Karl-Peter Naumann: Dazu liegen uns keine exakten Daten vor. Die Zahlen sind offenbar ein Staatsgeheimnis eines großen Staatsbetriebs. Gefühlt hat es sich zwischendurch etwas verbessert. Gerade im Spätsommer und im Frühherbst 2010 war ein Großteil der Züge nahezu pünktlich. Das wurde erst mit dem Wintereinbruch deutlich schlechter.

Zur Person

Seit 1996 ist Karl-Peter Naumann Vorsitzender des Fahrgastverbandes Pro Bahn.

Bund soll das Betriebsgeheimnis brechen

tagesschau.de: Die genauen Zahlen sind also ein "Betriebsgeheimnis" der Deutschen Bahn. Wie beurteilen Sie das?

Naumann: Wenn es denn wirklich einen Wettbewerbsmarkt gäbe, dann könnte ich das noch verstehen. Aber solange die Bahn im Fernverkehr ein Monopol hat und auch im Nahverkehr der große Anbieter ist, kann das eigentlich nicht sein. Hier ist sicherlich auch der Bund als Eigentümer gefragt, dafür zu sorgen, dass diese Zahlen veröffentlicht werden.

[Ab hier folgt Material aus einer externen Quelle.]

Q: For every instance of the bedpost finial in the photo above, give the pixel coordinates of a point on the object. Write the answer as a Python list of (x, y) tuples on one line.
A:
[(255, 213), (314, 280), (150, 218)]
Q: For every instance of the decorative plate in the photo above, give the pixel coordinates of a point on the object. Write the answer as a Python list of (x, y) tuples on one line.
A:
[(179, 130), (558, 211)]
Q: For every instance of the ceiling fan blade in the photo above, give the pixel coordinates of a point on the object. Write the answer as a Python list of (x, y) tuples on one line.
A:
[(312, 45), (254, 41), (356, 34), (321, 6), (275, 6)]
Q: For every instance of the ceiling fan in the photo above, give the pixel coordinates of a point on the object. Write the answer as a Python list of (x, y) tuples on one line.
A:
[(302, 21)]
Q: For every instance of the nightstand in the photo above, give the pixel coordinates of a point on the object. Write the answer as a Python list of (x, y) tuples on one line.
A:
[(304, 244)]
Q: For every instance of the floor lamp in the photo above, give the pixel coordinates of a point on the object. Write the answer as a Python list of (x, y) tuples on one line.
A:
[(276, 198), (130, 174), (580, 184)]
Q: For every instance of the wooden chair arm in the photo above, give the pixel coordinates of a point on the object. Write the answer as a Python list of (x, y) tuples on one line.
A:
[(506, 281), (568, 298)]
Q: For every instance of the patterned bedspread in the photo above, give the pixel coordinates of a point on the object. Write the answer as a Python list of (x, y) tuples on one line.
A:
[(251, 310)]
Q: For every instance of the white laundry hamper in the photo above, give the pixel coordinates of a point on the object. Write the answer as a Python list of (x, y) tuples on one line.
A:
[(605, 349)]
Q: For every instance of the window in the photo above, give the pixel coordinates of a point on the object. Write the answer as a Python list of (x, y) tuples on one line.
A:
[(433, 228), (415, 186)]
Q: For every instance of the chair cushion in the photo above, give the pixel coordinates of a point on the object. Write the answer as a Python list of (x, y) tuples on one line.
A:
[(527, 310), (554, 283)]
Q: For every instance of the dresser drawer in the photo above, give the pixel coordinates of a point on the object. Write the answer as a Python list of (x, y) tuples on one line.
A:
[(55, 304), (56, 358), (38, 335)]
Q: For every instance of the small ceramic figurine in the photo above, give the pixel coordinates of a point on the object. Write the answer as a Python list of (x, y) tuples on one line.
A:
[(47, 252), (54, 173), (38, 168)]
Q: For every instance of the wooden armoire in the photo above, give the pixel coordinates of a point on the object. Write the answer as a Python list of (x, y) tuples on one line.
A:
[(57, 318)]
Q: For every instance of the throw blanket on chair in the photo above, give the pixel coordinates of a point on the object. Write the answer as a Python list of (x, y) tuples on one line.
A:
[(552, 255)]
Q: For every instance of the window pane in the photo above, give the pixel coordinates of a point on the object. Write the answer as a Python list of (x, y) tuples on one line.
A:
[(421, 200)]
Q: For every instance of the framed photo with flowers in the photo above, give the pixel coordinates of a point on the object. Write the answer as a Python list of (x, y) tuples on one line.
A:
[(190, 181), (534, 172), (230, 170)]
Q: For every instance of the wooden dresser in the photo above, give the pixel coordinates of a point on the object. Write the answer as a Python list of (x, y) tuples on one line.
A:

tagesschau.de: Auf Nachfrage wollte sich die Bahn heute nicht zur Verspätungsstatistik äußern. Im Internet wirbt sie mit "90 Prozent Pünktlichkeit".

Naumann: Nun, diese Zahl mag unter Umständen stimmen. Wenn ich aber meinen Blick zum Beispiel nach Japan wende und feststelle, dass dort Pünktlichkeitsgrade von 99 Prozent erreicht werden, dann relativiert sich meine Freude über die 90 Prozent doch erheblich.

"Einzelfälle sind schwer in einer Statistik auszudrücken"

tagesschau.de: "Pünktlich wie die Eisenbahn" hieß es früher - und galt als Lob. Heute hören Sie sicher mehr Beschwerden wegen Verspätungen?

Naumann: Insgesamt hören wir mehr von verpassten Anschlüssen als von Einzelverspätungen. Doch genau hier stellt sich die Frage, wie man einen solchen verpassten Anschluss in einer Verspätungsstatistik wertet. Ein Beispiel: Ein ICE ist zehn Minuten zu spät und der Regionalexpress am Umsteigebahnhof wartet nicht, fährt pünktlich ab. Dann werden nur die zehn Minuten ICE-Verspätung erfasst. Der Fahrgast aber kommt in der Regel eine Stunde später ans Ziel, weil er auf den nächsten Zug warten muss. Solche Einzelfälle sind schwer in einer Statistik auszudrücken.

Aber immerhin gilt für die anteilige Fahrpreiserstattung bei Verspätungen die reale Verspätung am Zielbahnhof. Und die kann bis zu fünf Tagen nach einer Zugreise bei der Deutschen Bahn geltend gemacht werden.

Das Interview führte Karl-Felix Scheele für tagesschau.de.